A verdade, porém, é que só após minha graduação despertei-me para o apelo ao raciocínio lógico desse tipo de "recreação linguística". Em especial, durante os minicursos e workshops de Educação Matemática que ministrava para docentes da educação básica, inclusive ampliando o conceito a números e datas, como 11811 e 9/10/2019. (Na China, acredita-se que datas palíndromas trazem sorte, daí vários casamentos terem sido agendados para o dia 02/02/2020, adiados, todavia, por causa do coronavírus.)

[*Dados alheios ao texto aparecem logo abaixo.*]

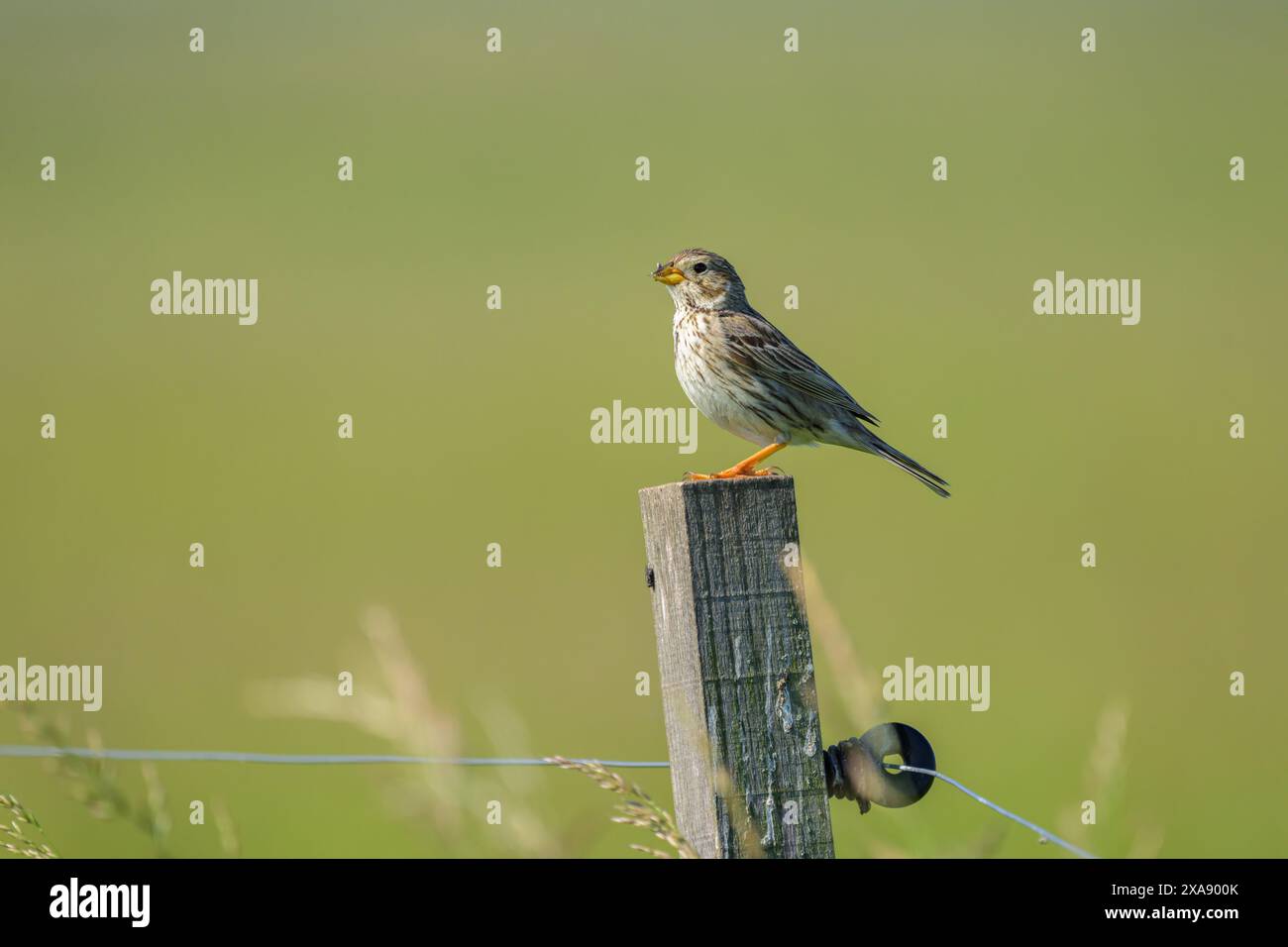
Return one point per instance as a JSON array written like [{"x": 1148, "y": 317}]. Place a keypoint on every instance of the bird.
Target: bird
[{"x": 748, "y": 377}]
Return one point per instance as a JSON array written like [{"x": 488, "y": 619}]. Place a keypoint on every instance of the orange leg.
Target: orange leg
[{"x": 746, "y": 468}]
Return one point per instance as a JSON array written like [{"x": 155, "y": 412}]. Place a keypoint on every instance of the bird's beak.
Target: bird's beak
[{"x": 669, "y": 274}]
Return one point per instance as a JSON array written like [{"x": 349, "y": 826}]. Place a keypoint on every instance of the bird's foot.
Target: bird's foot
[
  {"x": 746, "y": 468},
  {"x": 738, "y": 471}
]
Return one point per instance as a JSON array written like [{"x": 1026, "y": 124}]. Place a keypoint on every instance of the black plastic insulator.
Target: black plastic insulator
[{"x": 854, "y": 768}]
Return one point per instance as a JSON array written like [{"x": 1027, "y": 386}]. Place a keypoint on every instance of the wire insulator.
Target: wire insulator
[{"x": 854, "y": 768}]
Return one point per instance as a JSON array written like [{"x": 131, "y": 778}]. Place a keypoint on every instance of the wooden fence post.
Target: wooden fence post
[{"x": 737, "y": 668}]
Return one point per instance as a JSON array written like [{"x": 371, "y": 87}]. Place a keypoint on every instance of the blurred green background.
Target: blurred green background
[{"x": 472, "y": 425}]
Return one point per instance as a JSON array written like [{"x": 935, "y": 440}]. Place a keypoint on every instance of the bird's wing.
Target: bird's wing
[{"x": 756, "y": 344}]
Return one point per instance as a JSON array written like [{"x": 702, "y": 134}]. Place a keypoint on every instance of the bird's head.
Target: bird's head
[{"x": 700, "y": 279}]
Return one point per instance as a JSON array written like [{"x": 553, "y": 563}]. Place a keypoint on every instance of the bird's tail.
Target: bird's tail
[{"x": 905, "y": 463}]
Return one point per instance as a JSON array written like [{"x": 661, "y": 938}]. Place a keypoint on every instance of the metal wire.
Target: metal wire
[{"x": 360, "y": 759}]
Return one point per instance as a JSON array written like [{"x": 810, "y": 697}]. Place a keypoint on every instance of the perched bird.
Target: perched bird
[{"x": 750, "y": 379}]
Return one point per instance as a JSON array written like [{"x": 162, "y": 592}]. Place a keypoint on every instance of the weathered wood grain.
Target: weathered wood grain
[{"x": 737, "y": 668}]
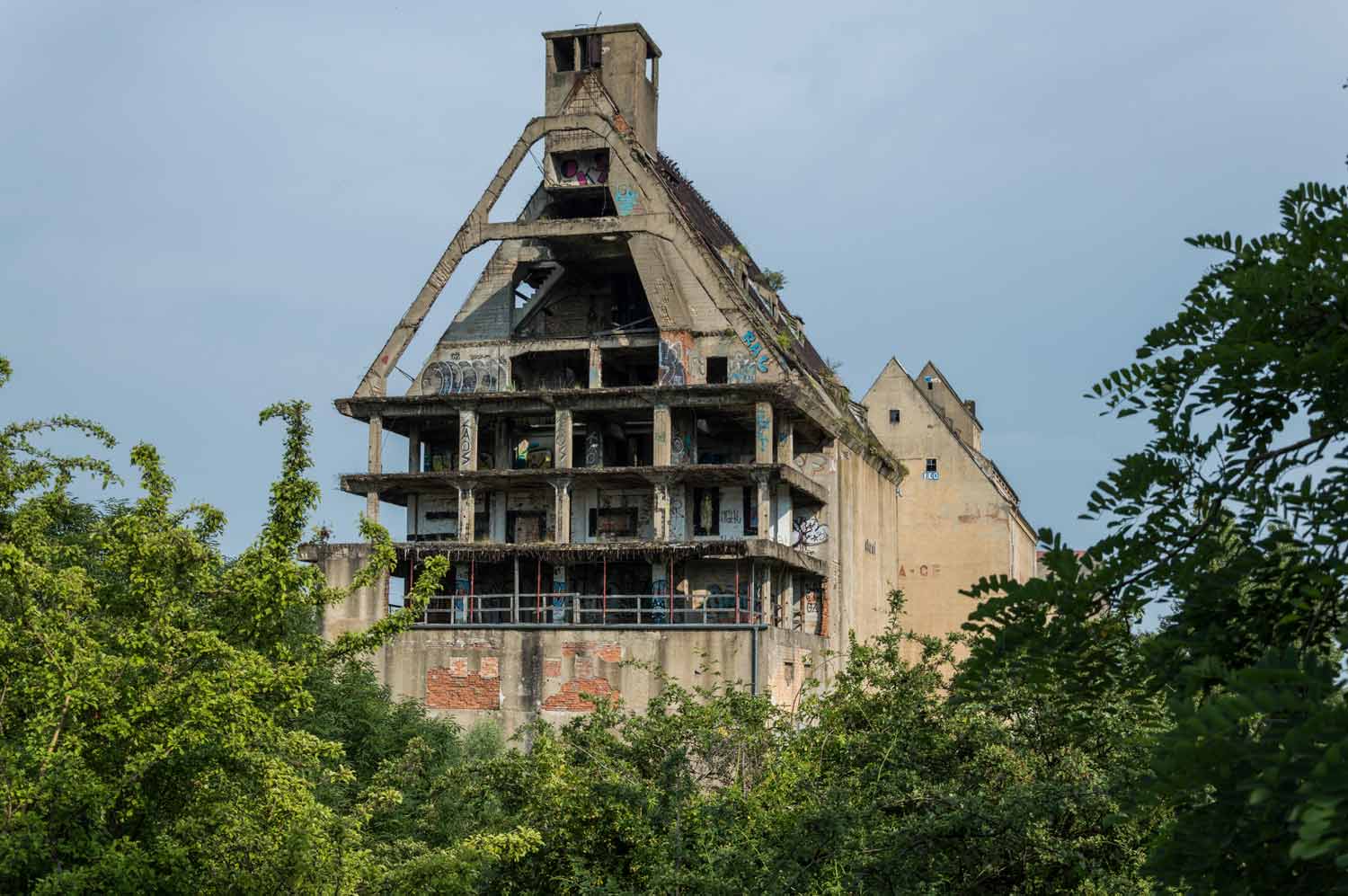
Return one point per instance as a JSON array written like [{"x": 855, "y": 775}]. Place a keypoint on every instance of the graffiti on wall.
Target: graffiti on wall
[
  {"x": 755, "y": 347},
  {"x": 808, "y": 531},
  {"x": 674, "y": 353},
  {"x": 563, "y": 439},
  {"x": 765, "y": 433},
  {"x": 450, "y": 377},
  {"x": 582, "y": 169},
  {"x": 741, "y": 369},
  {"x": 466, "y": 442},
  {"x": 627, "y": 200},
  {"x": 678, "y": 513},
  {"x": 595, "y": 448},
  {"x": 814, "y": 464}
]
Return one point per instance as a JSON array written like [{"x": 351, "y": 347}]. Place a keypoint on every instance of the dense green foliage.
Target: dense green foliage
[{"x": 170, "y": 720}]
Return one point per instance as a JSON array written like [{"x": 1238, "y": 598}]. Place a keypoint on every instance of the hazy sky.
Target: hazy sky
[{"x": 207, "y": 208}]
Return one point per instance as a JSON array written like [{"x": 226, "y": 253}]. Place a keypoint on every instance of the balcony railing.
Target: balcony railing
[{"x": 571, "y": 608}]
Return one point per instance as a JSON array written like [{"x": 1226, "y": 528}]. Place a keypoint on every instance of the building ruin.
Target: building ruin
[{"x": 625, "y": 442}]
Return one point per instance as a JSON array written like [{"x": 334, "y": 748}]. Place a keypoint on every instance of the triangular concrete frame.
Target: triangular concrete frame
[{"x": 660, "y": 218}]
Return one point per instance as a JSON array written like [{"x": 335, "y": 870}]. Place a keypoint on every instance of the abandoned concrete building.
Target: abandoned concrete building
[{"x": 628, "y": 448}]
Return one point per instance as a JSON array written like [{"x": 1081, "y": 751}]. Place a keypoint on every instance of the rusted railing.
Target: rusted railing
[{"x": 571, "y": 608}]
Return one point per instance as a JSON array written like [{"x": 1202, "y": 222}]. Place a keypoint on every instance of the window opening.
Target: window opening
[
  {"x": 706, "y": 510},
  {"x": 749, "y": 510},
  {"x": 563, "y": 54}
]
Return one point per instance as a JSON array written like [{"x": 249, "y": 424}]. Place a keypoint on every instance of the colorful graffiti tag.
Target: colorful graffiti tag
[
  {"x": 755, "y": 347},
  {"x": 808, "y": 531},
  {"x": 585, "y": 169},
  {"x": 625, "y": 200},
  {"x": 450, "y": 377},
  {"x": 674, "y": 353}
]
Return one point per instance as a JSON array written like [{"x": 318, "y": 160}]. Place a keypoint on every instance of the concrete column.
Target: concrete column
[
  {"x": 763, "y": 433},
  {"x": 375, "y": 464},
  {"x": 414, "y": 448},
  {"x": 466, "y": 512},
  {"x": 596, "y": 367},
  {"x": 498, "y": 518},
  {"x": 661, "y": 512},
  {"x": 412, "y": 466},
  {"x": 662, "y": 434},
  {"x": 563, "y": 512},
  {"x": 786, "y": 441},
  {"x": 468, "y": 439},
  {"x": 504, "y": 450},
  {"x": 563, "y": 439},
  {"x": 765, "y": 507},
  {"x": 770, "y": 609}
]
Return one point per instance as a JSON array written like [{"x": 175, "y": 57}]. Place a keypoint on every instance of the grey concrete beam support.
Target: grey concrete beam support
[
  {"x": 662, "y": 434},
  {"x": 661, "y": 512},
  {"x": 563, "y": 439},
  {"x": 785, "y": 441},
  {"x": 503, "y": 448},
  {"x": 468, "y": 439},
  {"x": 375, "y": 464},
  {"x": 596, "y": 366},
  {"x": 765, "y": 505},
  {"x": 471, "y": 236},
  {"x": 466, "y": 513},
  {"x": 763, "y": 433},
  {"x": 563, "y": 512}
]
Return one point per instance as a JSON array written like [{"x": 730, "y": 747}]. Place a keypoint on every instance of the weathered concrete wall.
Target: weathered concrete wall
[
  {"x": 517, "y": 675},
  {"x": 952, "y": 529}
]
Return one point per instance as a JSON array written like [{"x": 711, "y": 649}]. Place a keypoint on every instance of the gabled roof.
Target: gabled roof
[
  {"x": 951, "y": 386},
  {"x": 719, "y": 235}
]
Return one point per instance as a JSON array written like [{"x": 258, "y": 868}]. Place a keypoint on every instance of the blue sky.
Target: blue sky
[{"x": 207, "y": 208}]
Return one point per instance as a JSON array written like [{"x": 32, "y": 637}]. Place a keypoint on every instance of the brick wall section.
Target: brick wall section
[
  {"x": 569, "y": 699},
  {"x": 607, "y": 651},
  {"x": 456, "y": 688}
]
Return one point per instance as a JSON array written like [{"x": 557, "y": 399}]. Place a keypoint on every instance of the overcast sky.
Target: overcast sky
[{"x": 207, "y": 208}]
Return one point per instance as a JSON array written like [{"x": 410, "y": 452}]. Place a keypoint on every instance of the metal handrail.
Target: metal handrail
[{"x": 573, "y": 608}]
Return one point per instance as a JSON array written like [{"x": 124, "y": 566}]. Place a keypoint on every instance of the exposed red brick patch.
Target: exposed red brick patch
[
  {"x": 584, "y": 667},
  {"x": 569, "y": 699},
  {"x": 471, "y": 690}
]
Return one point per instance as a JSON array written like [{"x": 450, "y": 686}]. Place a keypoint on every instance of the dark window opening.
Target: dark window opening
[
  {"x": 580, "y": 204},
  {"x": 563, "y": 54},
  {"x": 706, "y": 510},
  {"x": 749, "y": 510},
  {"x": 612, "y": 521},
  {"x": 592, "y": 51},
  {"x": 525, "y": 527}
]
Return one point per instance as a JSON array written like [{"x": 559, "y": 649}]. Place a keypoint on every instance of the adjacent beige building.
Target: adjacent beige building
[
  {"x": 628, "y": 448},
  {"x": 959, "y": 518}
]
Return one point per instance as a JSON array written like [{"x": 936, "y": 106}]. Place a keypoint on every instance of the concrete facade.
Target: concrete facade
[
  {"x": 627, "y": 447},
  {"x": 960, "y": 520}
]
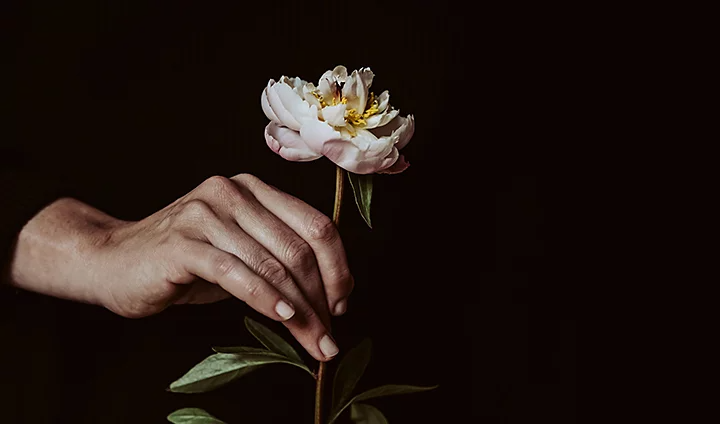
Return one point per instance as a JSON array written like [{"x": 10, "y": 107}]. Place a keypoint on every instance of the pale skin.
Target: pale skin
[{"x": 228, "y": 237}]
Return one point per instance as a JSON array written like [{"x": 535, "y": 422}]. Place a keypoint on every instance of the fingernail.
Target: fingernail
[
  {"x": 341, "y": 307},
  {"x": 328, "y": 347},
  {"x": 284, "y": 310}
]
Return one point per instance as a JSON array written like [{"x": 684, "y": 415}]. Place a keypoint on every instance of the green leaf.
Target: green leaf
[
  {"x": 362, "y": 188},
  {"x": 272, "y": 341},
  {"x": 192, "y": 416},
  {"x": 240, "y": 349},
  {"x": 349, "y": 372},
  {"x": 388, "y": 390},
  {"x": 361, "y": 413},
  {"x": 222, "y": 368}
]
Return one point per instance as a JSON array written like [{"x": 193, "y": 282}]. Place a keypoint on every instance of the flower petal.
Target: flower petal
[
  {"x": 338, "y": 74},
  {"x": 316, "y": 133},
  {"x": 266, "y": 105},
  {"x": 294, "y": 103},
  {"x": 402, "y": 128},
  {"x": 283, "y": 114},
  {"x": 308, "y": 90},
  {"x": 366, "y": 75},
  {"x": 355, "y": 90},
  {"x": 381, "y": 119},
  {"x": 383, "y": 101},
  {"x": 335, "y": 115},
  {"x": 288, "y": 144},
  {"x": 371, "y": 157},
  {"x": 405, "y": 132},
  {"x": 399, "y": 166}
]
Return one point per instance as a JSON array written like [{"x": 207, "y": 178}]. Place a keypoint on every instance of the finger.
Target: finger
[
  {"x": 295, "y": 255},
  {"x": 306, "y": 326},
  {"x": 314, "y": 228},
  {"x": 202, "y": 292},
  {"x": 230, "y": 273}
]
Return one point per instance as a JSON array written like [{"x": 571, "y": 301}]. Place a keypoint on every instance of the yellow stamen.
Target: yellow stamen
[{"x": 351, "y": 115}]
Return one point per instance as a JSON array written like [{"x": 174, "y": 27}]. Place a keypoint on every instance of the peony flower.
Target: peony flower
[{"x": 339, "y": 119}]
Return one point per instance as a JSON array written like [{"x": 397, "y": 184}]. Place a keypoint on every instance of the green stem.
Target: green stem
[{"x": 339, "y": 185}]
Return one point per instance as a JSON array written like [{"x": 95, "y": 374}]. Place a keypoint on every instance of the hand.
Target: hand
[{"x": 228, "y": 237}]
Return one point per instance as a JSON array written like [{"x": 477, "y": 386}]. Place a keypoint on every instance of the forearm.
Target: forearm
[{"x": 56, "y": 250}]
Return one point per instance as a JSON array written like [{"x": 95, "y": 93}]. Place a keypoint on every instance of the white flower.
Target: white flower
[{"x": 339, "y": 119}]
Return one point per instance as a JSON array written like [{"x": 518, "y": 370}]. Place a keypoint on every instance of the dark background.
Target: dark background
[{"x": 129, "y": 106}]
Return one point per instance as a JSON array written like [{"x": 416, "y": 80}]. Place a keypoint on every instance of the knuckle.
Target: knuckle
[
  {"x": 253, "y": 287},
  {"x": 217, "y": 182},
  {"x": 246, "y": 178},
  {"x": 272, "y": 270},
  {"x": 196, "y": 209},
  {"x": 299, "y": 254},
  {"x": 321, "y": 228},
  {"x": 223, "y": 265},
  {"x": 343, "y": 281}
]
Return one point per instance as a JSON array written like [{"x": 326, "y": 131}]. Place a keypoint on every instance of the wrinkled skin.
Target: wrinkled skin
[{"x": 228, "y": 237}]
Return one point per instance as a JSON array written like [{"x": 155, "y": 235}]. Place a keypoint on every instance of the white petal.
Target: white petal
[
  {"x": 286, "y": 118},
  {"x": 338, "y": 74},
  {"x": 405, "y": 132},
  {"x": 288, "y": 144},
  {"x": 335, "y": 115},
  {"x": 402, "y": 129},
  {"x": 308, "y": 90},
  {"x": 371, "y": 145},
  {"x": 355, "y": 92},
  {"x": 383, "y": 100},
  {"x": 367, "y": 76},
  {"x": 381, "y": 119},
  {"x": 266, "y": 105},
  {"x": 316, "y": 133},
  {"x": 296, "y": 105}
]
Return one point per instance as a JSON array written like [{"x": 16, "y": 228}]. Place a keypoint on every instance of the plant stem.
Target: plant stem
[{"x": 339, "y": 185}]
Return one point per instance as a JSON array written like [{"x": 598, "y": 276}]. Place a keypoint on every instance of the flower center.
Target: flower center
[{"x": 352, "y": 116}]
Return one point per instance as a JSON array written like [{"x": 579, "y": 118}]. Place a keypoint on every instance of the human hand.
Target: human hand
[{"x": 228, "y": 237}]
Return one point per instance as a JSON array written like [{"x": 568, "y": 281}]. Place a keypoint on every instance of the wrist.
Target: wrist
[{"x": 56, "y": 251}]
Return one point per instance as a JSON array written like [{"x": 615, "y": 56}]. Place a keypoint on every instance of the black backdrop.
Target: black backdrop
[{"x": 129, "y": 105}]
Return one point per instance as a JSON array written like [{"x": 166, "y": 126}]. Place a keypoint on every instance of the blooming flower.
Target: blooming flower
[{"x": 339, "y": 119}]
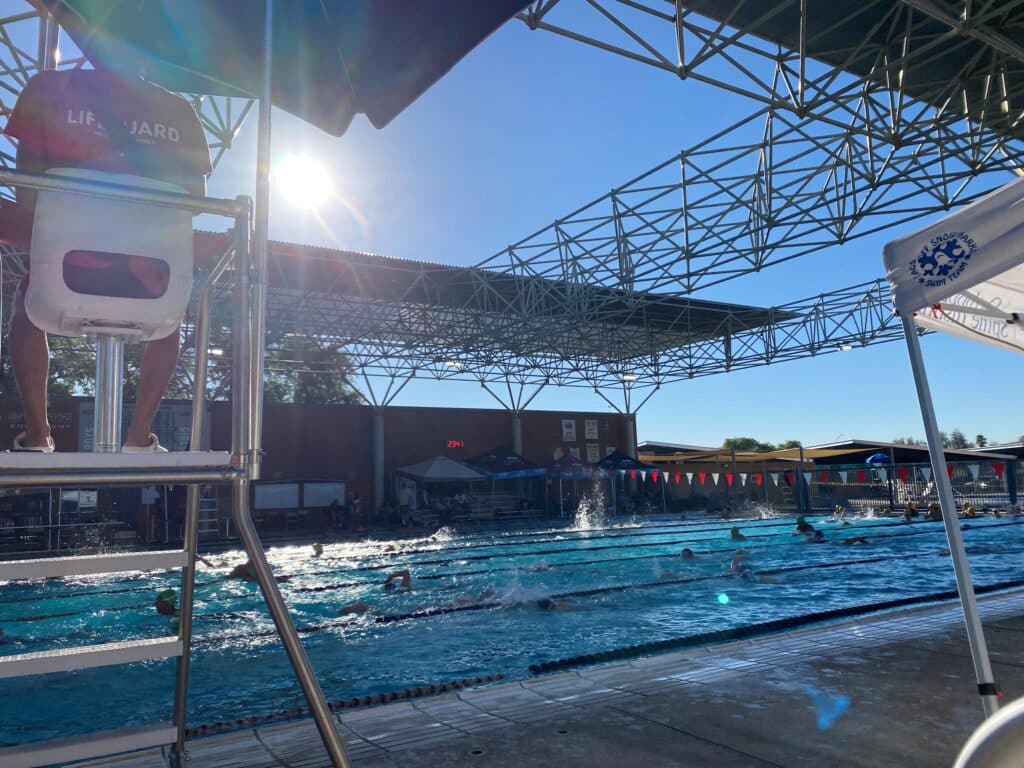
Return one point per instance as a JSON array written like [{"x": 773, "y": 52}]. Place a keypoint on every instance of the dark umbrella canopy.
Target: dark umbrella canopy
[{"x": 332, "y": 58}]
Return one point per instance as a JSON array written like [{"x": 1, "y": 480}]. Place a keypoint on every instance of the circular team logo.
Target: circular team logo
[{"x": 943, "y": 259}]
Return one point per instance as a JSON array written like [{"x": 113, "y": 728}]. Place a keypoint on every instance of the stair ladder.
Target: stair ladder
[{"x": 108, "y": 466}]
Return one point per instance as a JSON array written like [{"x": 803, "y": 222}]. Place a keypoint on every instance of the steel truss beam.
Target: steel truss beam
[{"x": 820, "y": 71}]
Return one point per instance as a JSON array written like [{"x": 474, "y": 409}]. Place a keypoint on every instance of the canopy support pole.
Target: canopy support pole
[
  {"x": 975, "y": 632},
  {"x": 251, "y": 347}
]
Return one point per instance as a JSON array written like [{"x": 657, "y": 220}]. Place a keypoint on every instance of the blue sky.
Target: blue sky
[{"x": 530, "y": 126}]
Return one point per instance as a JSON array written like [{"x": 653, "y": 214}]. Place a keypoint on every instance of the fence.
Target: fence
[{"x": 985, "y": 484}]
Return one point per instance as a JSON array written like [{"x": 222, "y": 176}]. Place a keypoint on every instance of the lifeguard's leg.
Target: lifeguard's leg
[
  {"x": 30, "y": 356},
  {"x": 158, "y": 367}
]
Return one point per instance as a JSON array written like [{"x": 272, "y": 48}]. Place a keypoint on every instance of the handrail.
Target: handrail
[{"x": 219, "y": 206}]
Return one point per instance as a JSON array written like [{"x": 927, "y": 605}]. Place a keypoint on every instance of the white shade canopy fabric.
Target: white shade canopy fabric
[
  {"x": 964, "y": 274},
  {"x": 441, "y": 469}
]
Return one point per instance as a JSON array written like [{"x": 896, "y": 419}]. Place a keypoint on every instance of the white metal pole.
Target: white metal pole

Existem registros de palíndromos desde o século 3 a.C., com extensões, simples ou complexas, encontradas em diferentes áreas em face do milenar fascínio que a ideia de simetria exerce sobre o ser humano. Exemplo disso são as frases "quase-palíndromas", em que as palavras são lidas em bloco: "Felizmente todos sobreviveram" e "Sobreviveram todos felizmente". Também são encontradas na geometria (vide as incríveis gravuras de M. Esher (1898-1972), como a litografia 'Drawing hands', em que duas mãos se desenham simultaneamente), na música (Beethoven, entre outros compositores, criou partituras que permanecem idênticas quando executadas ao contrário), na literatura (como no divertido "Poema de traz para a frente e vice-versa", atribuído a Cecília Meireles), nas "simetrias silábicas" de Malba Tahan ("fa-ro-fa") ou nas "escritas especulares" de Leonardo da Vinci (1452-1519), além das que se passam no universo das ciências (como na biologia molecular e na química orgânica), inclusive no domínio da ficção científica, como nos filmes "Palíndromo" (premiado no Festival de Gramado de 2001) e "A chegada" (Arrival, premiado no Oscar de 2017), ambos disponíveis na Internet.

Vale lembrar, por fim, que os palíndromos foram alvo do interesse de inúmeros personagens conhecidos, como Millôr Fernandes ("A mala nada na lama"; "A grama é amarga"), Laerte (cartunista), Otto Lara Resende e Julio Cortázar. Por último, deixo um desafio aos leitores familiarizados com a aritmética elementar: mostrar que os palíndromos de quatro dígitos são múltiplos de 11. (Nota: este artigo complementa o de título "02/02/2020, data palíndroma", de 04/02/2020.)

Eurípides A. Silva, Mestre e doutor em Matemática pela USP, aposentado pelo Ibilce, campus da Unesp de S. J. do Rio Preto.